Clogging modulates the copper effects on microbial communities of streambed sediments.

The hyporheic zone, i.e. the water-saturated sediment beneath and alongside the riverbed, is exposed to multiple stressors. Agricultural-watershed rivers are frequently exposed to two concomitant stressors: clogging and copper contamination. However, one stressor exposure can increase sensitivity to a second stressor. The aim of this study was to experimentally test the cumulative effects of these two stressors on copper distribution and structural and functional microbial communities responses in the hyporheic zone. A slow filtration column experiment was conducted to compare the effects of 3 treatments of increasing complexity: 'Reference', 'Copper-contaminated' (dissolved copper added at 191 µg L^-1), and 'Clogging+Copper' (dissolved copper + addition of 2 cm of fine sediment). Microbial community structure and activities were studied at 4 column sediment depths.
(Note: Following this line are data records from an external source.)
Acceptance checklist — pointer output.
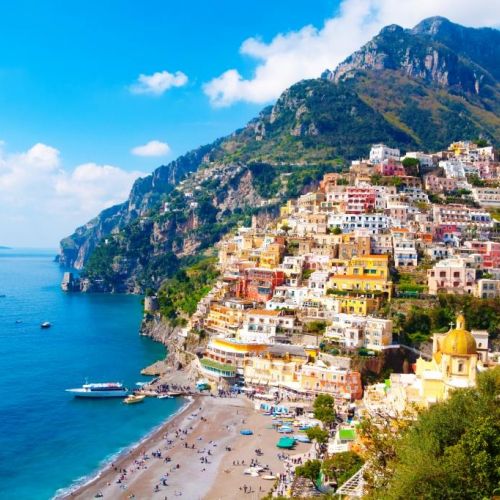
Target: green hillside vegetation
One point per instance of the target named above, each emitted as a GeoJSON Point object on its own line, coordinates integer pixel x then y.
{"type": "Point", "coordinates": [180, 294]}
{"type": "Point", "coordinates": [451, 451]}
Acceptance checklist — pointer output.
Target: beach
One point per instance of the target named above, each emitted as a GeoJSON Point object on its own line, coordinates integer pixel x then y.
{"type": "Point", "coordinates": [198, 454]}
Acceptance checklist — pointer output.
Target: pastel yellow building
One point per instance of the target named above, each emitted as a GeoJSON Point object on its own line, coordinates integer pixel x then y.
{"type": "Point", "coordinates": [226, 358]}
{"type": "Point", "coordinates": [357, 305]}
{"type": "Point", "coordinates": [271, 256]}
{"type": "Point", "coordinates": [365, 274]}
{"type": "Point", "coordinates": [453, 366]}
{"type": "Point", "coordinates": [223, 320]}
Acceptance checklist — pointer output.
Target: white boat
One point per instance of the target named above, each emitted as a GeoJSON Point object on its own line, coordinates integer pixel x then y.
{"type": "Point", "coordinates": [101, 390]}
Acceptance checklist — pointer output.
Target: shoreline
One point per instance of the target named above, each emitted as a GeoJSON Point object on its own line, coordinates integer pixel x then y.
{"type": "Point", "coordinates": [198, 454]}
{"type": "Point", "coordinates": [124, 455]}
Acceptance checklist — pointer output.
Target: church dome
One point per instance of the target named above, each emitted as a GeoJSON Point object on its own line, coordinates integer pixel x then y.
{"type": "Point", "coordinates": [459, 341]}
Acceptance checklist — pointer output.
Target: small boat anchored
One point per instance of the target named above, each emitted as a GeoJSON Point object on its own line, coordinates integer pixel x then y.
{"type": "Point", "coordinates": [100, 390]}
{"type": "Point", "coordinates": [134, 398]}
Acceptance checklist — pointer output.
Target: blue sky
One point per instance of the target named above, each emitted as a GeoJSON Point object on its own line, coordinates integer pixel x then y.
{"type": "Point", "coordinates": [65, 69]}
{"type": "Point", "coordinates": [77, 126]}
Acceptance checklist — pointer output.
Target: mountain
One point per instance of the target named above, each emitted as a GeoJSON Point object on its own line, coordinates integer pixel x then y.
{"type": "Point", "coordinates": [420, 88]}
{"type": "Point", "coordinates": [437, 81]}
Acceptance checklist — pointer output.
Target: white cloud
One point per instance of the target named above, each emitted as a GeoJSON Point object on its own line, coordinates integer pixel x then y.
{"type": "Point", "coordinates": [306, 53]}
{"type": "Point", "coordinates": [42, 201]}
{"type": "Point", "coordinates": [158, 83]}
{"type": "Point", "coordinates": [152, 148]}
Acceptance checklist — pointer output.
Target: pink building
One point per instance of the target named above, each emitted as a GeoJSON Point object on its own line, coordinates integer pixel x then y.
{"type": "Point", "coordinates": [451, 276]}
{"type": "Point", "coordinates": [437, 185]}
{"type": "Point", "coordinates": [489, 250]}
{"type": "Point", "coordinates": [360, 200]}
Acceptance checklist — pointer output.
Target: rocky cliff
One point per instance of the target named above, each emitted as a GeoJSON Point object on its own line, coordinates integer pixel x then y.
{"type": "Point", "coordinates": [415, 89]}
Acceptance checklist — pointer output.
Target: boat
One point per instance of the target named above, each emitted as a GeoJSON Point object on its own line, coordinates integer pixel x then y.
{"type": "Point", "coordinates": [134, 398]}
{"type": "Point", "coordinates": [100, 390]}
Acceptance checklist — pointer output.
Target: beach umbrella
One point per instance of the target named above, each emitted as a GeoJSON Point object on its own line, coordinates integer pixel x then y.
{"type": "Point", "coordinates": [286, 442]}
{"type": "Point", "coordinates": [302, 439]}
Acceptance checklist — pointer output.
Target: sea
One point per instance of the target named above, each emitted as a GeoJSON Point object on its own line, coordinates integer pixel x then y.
{"type": "Point", "coordinates": [49, 440]}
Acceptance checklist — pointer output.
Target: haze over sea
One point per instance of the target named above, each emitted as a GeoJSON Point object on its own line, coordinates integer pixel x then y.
{"type": "Point", "coordinates": [49, 439]}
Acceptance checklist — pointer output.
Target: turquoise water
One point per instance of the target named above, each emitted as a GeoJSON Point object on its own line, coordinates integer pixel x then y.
{"type": "Point", "coordinates": [48, 439]}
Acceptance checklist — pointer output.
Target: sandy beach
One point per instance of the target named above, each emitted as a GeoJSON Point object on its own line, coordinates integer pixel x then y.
{"type": "Point", "coordinates": [199, 454]}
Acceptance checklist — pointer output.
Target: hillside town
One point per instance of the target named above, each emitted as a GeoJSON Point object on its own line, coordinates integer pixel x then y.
{"type": "Point", "coordinates": [300, 309]}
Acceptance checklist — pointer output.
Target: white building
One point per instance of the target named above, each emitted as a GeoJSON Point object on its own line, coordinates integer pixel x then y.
{"type": "Point", "coordinates": [487, 196]}
{"type": "Point", "coordinates": [353, 331]}
{"type": "Point", "coordinates": [405, 253]}
{"type": "Point", "coordinates": [424, 159]}
{"type": "Point", "coordinates": [374, 223]}
{"type": "Point", "coordinates": [454, 169]}
{"type": "Point", "coordinates": [381, 152]}
{"type": "Point", "coordinates": [317, 283]}
{"type": "Point", "coordinates": [266, 327]}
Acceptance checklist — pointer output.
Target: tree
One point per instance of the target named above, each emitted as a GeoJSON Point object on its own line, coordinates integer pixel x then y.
{"type": "Point", "coordinates": [309, 470]}
{"type": "Point", "coordinates": [451, 451]}
{"type": "Point", "coordinates": [324, 409]}
{"type": "Point", "coordinates": [342, 466]}
{"type": "Point", "coordinates": [319, 435]}
{"type": "Point", "coordinates": [411, 166]}
{"type": "Point", "coordinates": [481, 143]}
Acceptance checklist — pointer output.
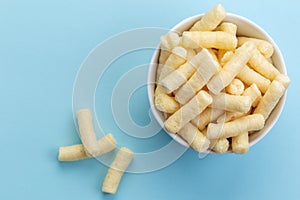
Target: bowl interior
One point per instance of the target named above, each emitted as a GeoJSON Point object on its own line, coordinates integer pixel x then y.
{"type": "Point", "coordinates": [245, 28]}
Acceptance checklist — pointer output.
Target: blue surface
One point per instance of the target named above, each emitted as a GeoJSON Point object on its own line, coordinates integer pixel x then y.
{"type": "Point", "coordinates": [42, 45]}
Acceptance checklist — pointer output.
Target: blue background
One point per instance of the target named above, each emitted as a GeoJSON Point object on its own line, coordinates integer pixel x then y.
{"type": "Point", "coordinates": [43, 43]}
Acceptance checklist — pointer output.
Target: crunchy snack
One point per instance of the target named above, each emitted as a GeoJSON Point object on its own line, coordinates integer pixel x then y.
{"type": "Point", "coordinates": [116, 170]}
{"type": "Point", "coordinates": [76, 152]}
{"type": "Point", "coordinates": [188, 112]}
{"type": "Point", "coordinates": [87, 133]}
{"type": "Point", "coordinates": [237, 79]}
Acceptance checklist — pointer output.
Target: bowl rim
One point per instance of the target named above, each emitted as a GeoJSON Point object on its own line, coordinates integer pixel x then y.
{"type": "Point", "coordinates": [151, 78]}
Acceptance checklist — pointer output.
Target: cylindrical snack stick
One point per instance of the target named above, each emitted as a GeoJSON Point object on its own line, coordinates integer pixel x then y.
{"type": "Point", "coordinates": [209, 39]}
{"type": "Point", "coordinates": [252, 92]}
{"type": "Point", "coordinates": [207, 68]}
{"type": "Point", "coordinates": [210, 20]}
{"type": "Point", "coordinates": [260, 64]}
{"type": "Point", "coordinates": [178, 77]}
{"type": "Point", "coordinates": [207, 116]}
{"type": "Point", "coordinates": [283, 79]}
{"type": "Point", "coordinates": [223, 78]}
{"type": "Point", "coordinates": [236, 87]}
{"type": "Point", "coordinates": [233, 128]}
{"type": "Point", "coordinates": [76, 152]}
{"type": "Point", "coordinates": [166, 103]}
{"type": "Point", "coordinates": [240, 144]}
{"type": "Point", "coordinates": [188, 112]}
{"type": "Point", "coordinates": [116, 170]}
{"type": "Point", "coordinates": [194, 137]}
{"type": "Point", "coordinates": [270, 99]}
{"type": "Point", "coordinates": [249, 76]}
{"type": "Point", "coordinates": [176, 58]}
{"type": "Point", "coordinates": [167, 43]}
{"type": "Point", "coordinates": [228, 28]}
{"type": "Point", "coordinates": [219, 145]}
{"type": "Point", "coordinates": [263, 46]}
{"type": "Point", "coordinates": [86, 131]}
{"type": "Point", "coordinates": [226, 57]}
{"type": "Point", "coordinates": [232, 103]}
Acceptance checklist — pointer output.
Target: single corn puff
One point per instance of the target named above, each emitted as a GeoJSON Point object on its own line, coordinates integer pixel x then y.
{"type": "Point", "coordinates": [116, 170]}
{"type": "Point", "coordinates": [232, 103]}
{"type": "Point", "coordinates": [270, 99]}
{"type": "Point", "coordinates": [219, 145]}
{"type": "Point", "coordinates": [188, 112]}
{"type": "Point", "coordinates": [207, 116]}
{"type": "Point", "coordinates": [236, 127]}
{"type": "Point", "coordinates": [236, 87]}
{"type": "Point", "coordinates": [260, 64]}
{"type": "Point", "coordinates": [176, 58]}
{"type": "Point", "coordinates": [240, 144]}
{"type": "Point", "coordinates": [249, 76]}
{"type": "Point", "coordinates": [265, 48]}
{"type": "Point", "coordinates": [178, 77]}
{"type": "Point", "coordinates": [87, 133]}
{"type": "Point", "coordinates": [76, 152]}
{"type": "Point", "coordinates": [228, 28]}
{"type": "Point", "coordinates": [194, 137]}
{"type": "Point", "coordinates": [283, 79]}
{"type": "Point", "coordinates": [207, 68]}
{"type": "Point", "coordinates": [233, 67]}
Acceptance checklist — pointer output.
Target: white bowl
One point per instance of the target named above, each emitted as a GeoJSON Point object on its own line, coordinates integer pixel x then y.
{"type": "Point", "coordinates": [245, 28]}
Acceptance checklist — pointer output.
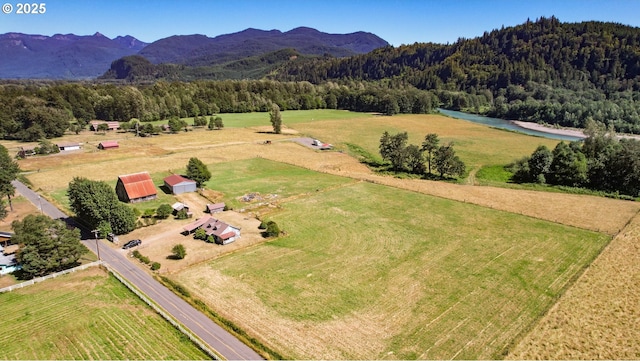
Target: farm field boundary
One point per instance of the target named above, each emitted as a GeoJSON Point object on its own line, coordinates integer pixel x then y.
{"type": "Point", "coordinates": [380, 273]}
{"type": "Point", "coordinates": [87, 314]}
{"type": "Point", "coordinates": [48, 277]}
{"type": "Point", "coordinates": [597, 318]}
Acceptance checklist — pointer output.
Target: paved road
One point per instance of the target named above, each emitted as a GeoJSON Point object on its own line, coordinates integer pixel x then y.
{"type": "Point", "coordinates": [212, 334]}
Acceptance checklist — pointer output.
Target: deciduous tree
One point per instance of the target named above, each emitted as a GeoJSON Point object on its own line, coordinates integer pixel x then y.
{"type": "Point", "coordinates": [96, 203]}
{"type": "Point", "coordinates": [429, 145]}
{"type": "Point", "coordinates": [276, 118]}
{"type": "Point", "coordinates": [46, 245]}
{"type": "Point", "coordinates": [198, 171]}
{"type": "Point", "coordinates": [447, 162]}
{"type": "Point", "coordinates": [8, 172]}
{"type": "Point", "coordinates": [392, 149]}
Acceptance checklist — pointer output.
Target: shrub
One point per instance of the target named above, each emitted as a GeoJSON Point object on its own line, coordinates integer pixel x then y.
{"type": "Point", "coordinates": [179, 252]}
{"type": "Point", "coordinates": [164, 211]}
{"type": "Point", "coordinates": [182, 214]}
{"type": "Point", "coordinates": [200, 234]}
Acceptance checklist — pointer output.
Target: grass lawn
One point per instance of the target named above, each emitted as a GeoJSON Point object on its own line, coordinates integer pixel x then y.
{"type": "Point", "coordinates": [86, 315]}
{"type": "Point", "coordinates": [369, 271]}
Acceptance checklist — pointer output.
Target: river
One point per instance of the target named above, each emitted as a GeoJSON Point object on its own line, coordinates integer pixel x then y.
{"type": "Point", "coordinates": [504, 124]}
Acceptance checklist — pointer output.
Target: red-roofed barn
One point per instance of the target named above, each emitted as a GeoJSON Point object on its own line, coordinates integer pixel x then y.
{"type": "Point", "coordinates": [178, 184]}
{"type": "Point", "coordinates": [138, 187]}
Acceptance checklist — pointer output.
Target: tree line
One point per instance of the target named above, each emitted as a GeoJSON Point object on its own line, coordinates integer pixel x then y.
{"type": "Point", "coordinates": [602, 162]}
{"type": "Point", "coordinates": [419, 160]}
{"type": "Point", "coordinates": [540, 71]}
{"type": "Point", "coordinates": [33, 111]}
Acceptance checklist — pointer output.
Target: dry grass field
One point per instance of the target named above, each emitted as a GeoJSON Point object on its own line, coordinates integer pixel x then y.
{"type": "Point", "coordinates": [372, 272]}
{"type": "Point", "coordinates": [413, 307]}
{"type": "Point", "coordinates": [86, 315]}
{"type": "Point", "coordinates": [599, 315]}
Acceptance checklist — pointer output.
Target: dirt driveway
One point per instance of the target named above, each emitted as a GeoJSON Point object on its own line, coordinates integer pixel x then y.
{"type": "Point", "coordinates": [159, 239]}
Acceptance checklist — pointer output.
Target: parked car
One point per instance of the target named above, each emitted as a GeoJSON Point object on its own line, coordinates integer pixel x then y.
{"type": "Point", "coordinates": [132, 243]}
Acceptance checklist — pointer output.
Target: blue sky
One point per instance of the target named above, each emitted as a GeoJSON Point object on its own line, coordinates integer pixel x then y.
{"type": "Point", "coordinates": [396, 21]}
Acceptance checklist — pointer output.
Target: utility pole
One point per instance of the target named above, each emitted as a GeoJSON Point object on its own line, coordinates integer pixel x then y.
{"type": "Point", "coordinates": [95, 234]}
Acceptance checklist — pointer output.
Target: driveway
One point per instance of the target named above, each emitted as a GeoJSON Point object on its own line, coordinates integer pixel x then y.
{"type": "Point", "coordinates": [199, 324]}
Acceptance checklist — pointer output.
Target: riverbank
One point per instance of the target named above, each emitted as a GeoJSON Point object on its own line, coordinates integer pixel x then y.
{"type": "Point", "coordinates": [571, 132]}
{"type": "Point", "coordinates": [541, 128]}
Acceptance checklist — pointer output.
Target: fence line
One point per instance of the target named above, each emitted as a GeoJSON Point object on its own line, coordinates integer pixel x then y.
{"type": "Point", "coordinates": [53, 275]}
{"type": "Point", "coordinates": [164, 315]}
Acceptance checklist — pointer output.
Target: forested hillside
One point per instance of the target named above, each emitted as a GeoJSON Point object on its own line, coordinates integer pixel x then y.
{"type": "Point", "coordinates": [542, 71]}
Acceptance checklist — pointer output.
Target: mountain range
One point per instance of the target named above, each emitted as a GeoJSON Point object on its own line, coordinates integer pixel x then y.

The results showed that clogging did not modify the distribution of copper, which remained fixed in the first few centimetres. In the first few centimetres, clogging had a stimulating effect on microbial activities whereas copper had limited effects mainly on leucine aminopeptidase activity and microbial community tolerance to copper. The subsurface zone thus hosts significant different microbial communities from the communities in the deeper zones that were protected from surface stressors. This experiment confirms the valuable filtering role played by the hyporheic zone and shows that microbial responses are strongly correlated to microhabitat-scale physicochemical conditions in sediment.